After that, I had the same problems, but fsck went all the way through. I noticed that the initramfs-tools was still having trouble with the new initramfs.img, and low and behold the /boot/ partition was full. UGH! I fixed that, and now the newer kernel is working correctly again. However, my raid array is still degraded. Hmmm.
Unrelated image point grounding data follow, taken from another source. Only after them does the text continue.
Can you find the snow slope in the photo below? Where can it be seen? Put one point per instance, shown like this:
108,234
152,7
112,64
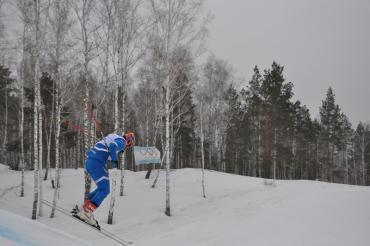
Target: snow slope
238,210
17,230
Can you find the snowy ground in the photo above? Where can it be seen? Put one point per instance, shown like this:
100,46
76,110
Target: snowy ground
237,211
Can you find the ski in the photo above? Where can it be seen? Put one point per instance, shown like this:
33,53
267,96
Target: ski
103,231
75,212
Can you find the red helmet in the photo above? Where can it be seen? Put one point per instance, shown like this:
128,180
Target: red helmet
130,138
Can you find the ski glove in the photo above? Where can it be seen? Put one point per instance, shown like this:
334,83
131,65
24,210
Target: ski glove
115,164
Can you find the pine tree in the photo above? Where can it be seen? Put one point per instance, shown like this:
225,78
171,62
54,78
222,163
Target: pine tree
330,122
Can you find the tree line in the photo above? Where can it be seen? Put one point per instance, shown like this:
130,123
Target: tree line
82,69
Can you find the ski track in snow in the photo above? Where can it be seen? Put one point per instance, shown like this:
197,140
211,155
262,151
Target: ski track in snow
238,210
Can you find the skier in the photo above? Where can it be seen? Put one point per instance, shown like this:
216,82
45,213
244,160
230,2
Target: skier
108,148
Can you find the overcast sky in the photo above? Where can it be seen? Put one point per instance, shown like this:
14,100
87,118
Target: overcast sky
320,43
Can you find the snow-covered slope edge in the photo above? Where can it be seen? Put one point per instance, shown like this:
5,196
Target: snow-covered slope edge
17,230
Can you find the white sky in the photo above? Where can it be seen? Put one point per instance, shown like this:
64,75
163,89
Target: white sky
321,43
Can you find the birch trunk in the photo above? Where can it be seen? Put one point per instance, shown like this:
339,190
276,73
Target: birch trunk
36,114
57,145
167,110
5,139
363,159
21,134
202,148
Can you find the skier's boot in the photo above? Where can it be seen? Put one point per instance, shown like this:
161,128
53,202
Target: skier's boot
86,212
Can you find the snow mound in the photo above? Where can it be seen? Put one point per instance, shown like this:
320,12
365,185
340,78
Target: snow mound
17,230
3,167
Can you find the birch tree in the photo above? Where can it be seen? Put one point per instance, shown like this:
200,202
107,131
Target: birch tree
25,18
36,9
83,10
60,24
175,24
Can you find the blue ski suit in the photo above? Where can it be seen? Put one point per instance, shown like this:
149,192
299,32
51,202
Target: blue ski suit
108,148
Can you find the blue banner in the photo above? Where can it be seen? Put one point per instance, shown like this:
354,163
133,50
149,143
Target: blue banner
146,155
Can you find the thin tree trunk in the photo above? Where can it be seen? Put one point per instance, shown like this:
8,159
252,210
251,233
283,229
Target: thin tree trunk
5,138
202,147
167,110
57,143
36,109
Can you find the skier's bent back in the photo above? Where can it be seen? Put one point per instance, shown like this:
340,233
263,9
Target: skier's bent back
97,157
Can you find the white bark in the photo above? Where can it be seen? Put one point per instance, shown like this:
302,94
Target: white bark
37,103
84,14
202,145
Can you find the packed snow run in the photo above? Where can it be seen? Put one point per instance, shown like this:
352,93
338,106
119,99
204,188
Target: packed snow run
238,210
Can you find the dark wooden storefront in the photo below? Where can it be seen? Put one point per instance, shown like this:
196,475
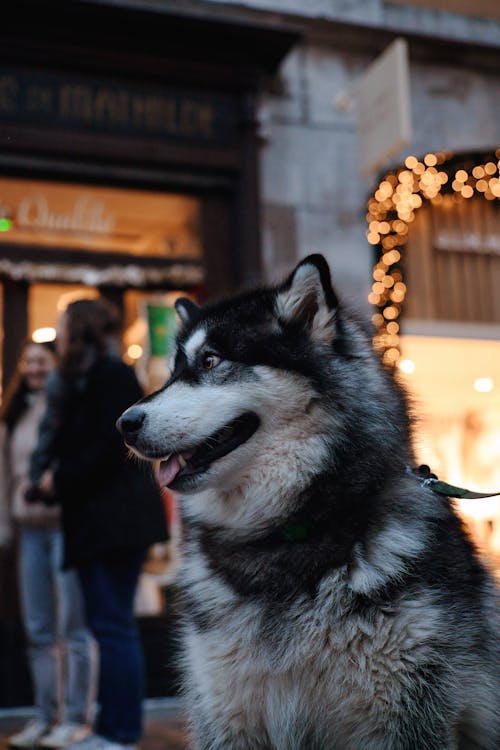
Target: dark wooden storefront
140,96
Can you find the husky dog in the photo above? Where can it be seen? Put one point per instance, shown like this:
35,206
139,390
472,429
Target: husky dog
333,601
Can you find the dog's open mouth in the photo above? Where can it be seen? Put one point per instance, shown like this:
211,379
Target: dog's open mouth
187,463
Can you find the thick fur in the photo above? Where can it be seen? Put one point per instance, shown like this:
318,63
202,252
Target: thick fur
332,601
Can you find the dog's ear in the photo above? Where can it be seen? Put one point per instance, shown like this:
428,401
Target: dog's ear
308,298
187,310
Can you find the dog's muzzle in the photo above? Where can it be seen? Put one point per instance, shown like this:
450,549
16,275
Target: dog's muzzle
130,424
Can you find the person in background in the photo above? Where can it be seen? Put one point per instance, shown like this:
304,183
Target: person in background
60,649
112,510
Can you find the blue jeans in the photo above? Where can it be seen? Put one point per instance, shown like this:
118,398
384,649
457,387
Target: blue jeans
60,649
108,586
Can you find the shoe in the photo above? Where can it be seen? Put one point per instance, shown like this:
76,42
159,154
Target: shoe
64,734
96,742
30,735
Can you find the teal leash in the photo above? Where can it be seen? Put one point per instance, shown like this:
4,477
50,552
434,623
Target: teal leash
448,490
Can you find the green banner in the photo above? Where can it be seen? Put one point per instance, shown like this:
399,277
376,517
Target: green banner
161,325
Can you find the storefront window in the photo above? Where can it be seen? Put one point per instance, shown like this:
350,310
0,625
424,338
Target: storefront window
455,388
99,219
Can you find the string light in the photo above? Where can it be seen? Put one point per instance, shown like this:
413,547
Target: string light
391,210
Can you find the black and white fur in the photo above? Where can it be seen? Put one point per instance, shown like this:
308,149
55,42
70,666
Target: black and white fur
375,626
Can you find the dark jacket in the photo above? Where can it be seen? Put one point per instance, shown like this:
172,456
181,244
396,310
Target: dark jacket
110,501
43,453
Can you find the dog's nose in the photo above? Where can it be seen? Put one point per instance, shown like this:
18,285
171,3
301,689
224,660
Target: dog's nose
130,423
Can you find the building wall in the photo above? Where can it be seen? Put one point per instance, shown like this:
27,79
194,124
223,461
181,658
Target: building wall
313,195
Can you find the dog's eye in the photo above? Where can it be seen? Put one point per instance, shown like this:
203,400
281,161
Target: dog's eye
210,360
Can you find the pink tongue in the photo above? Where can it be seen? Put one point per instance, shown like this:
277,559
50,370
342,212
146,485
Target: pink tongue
168,470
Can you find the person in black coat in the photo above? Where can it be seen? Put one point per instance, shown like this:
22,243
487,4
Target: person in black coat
111,509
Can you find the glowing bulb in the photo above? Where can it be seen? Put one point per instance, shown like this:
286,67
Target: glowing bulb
41,335
407,366
134,351
483,385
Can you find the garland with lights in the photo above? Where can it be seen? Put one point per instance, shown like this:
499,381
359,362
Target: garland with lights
391,210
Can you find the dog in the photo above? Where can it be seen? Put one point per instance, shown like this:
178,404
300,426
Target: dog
332,600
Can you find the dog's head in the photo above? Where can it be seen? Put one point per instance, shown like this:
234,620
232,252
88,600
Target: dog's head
252,389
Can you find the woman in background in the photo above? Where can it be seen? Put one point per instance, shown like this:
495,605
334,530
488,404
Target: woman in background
112,509
59,645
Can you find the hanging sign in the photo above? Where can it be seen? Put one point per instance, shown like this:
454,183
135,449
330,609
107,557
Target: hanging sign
383,99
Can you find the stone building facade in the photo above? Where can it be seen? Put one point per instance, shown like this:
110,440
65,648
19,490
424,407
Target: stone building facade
312,191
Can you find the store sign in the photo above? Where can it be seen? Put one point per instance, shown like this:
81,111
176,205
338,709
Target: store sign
99,219
383,99
474,242
87,215
54,100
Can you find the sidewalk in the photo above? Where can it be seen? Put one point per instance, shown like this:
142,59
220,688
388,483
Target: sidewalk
164,726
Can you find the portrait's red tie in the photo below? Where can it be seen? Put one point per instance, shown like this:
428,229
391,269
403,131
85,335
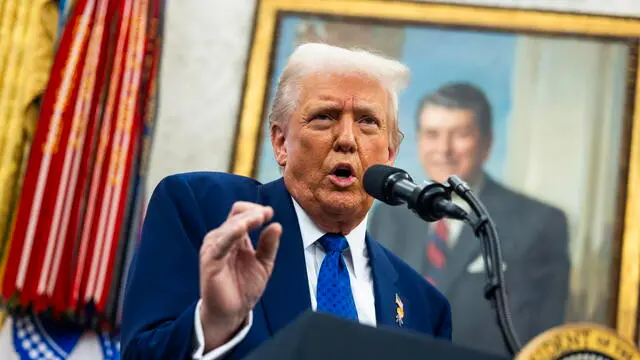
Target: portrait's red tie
436,250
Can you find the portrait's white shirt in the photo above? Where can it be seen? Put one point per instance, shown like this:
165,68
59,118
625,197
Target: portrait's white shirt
455,226
356,259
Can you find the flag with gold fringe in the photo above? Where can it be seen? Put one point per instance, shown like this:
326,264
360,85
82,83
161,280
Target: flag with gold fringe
77,219
27,44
cat /proc/mdstat Personalities : [raid1] [raid6] [raid5] [raid4] md0 : active raid1 sda1[0] sdd1[3] sdc1[2] sdb1[1] 32000 blocks [4/4] [UUUU] md2 : active raid1 sdc2[0] sdd2[1] 9767424 blocks [2/2] [UU] md3 : active raid1 sda5[0] sdd5[3] sdc5[2] sdb5[1] 1951744 blocks [4/4] [UUUU] md4 : active raid5 sdb6[1] sdd6[3] sdc6[2] 348666432 blocks level 5, 64k chunk, algorithm 2 [4/3] [_UUU] md5 : active raid5 sda7[0] sdd7[3] sdc7[2] sdb7[1] 348666432 blocks level 5, 64k chunk, algorithm 2 [4/4] [UUUU] md1 : active raid1 sda2[0] sdb2[1] 9767424 blocks [2/2] [UU] unused devices: <none>
I added the missing partition:
mdadm /dev/md4 -a /dev/sda6
then the raid started rebuilding again:
cat /proc/mdstat Personalities : [raid1] [raid6] [raid5] [raid4] md0 : active raid1 sda1[0] sdd1[3] sdc1[2] sdb1[1] 32000 blocks [4/4] [UUUU] md2 : active raid1 sdc2[0] sdd2[1] 9767424 blocks [2/2] [UU] md3 : active raid1 sda5[0] sdd5[3] sdc5[2] sdb5[1] 1951744 blocks [4/4] [UUUU] md4 : active raid5 sda6[4] sdb6[1] sdd6[3] sdc6[2] 348666432 blocks level 5, 64k chunk, algorithm 2 [4/3] [_UUU] [>....................] recovery = 0.1% (191348/116222144) finish=50.5min speed=38269K/sec md5 : active raid5 sda7[0] sdd7[3] sdc7[2] sdb7[1] 348666432 blocks level 5, 64k chunk, algorithm 2 [4/4] [UUUU] md1 : active raid1 sda2[0] sdb2[1] 9767424 blocks [2/2] [UU] unused devices: <none>
The fact that this went down the way it did screams the fact that redundancy rules, software based RAID rules, and mdadm rules. 'Nuff said.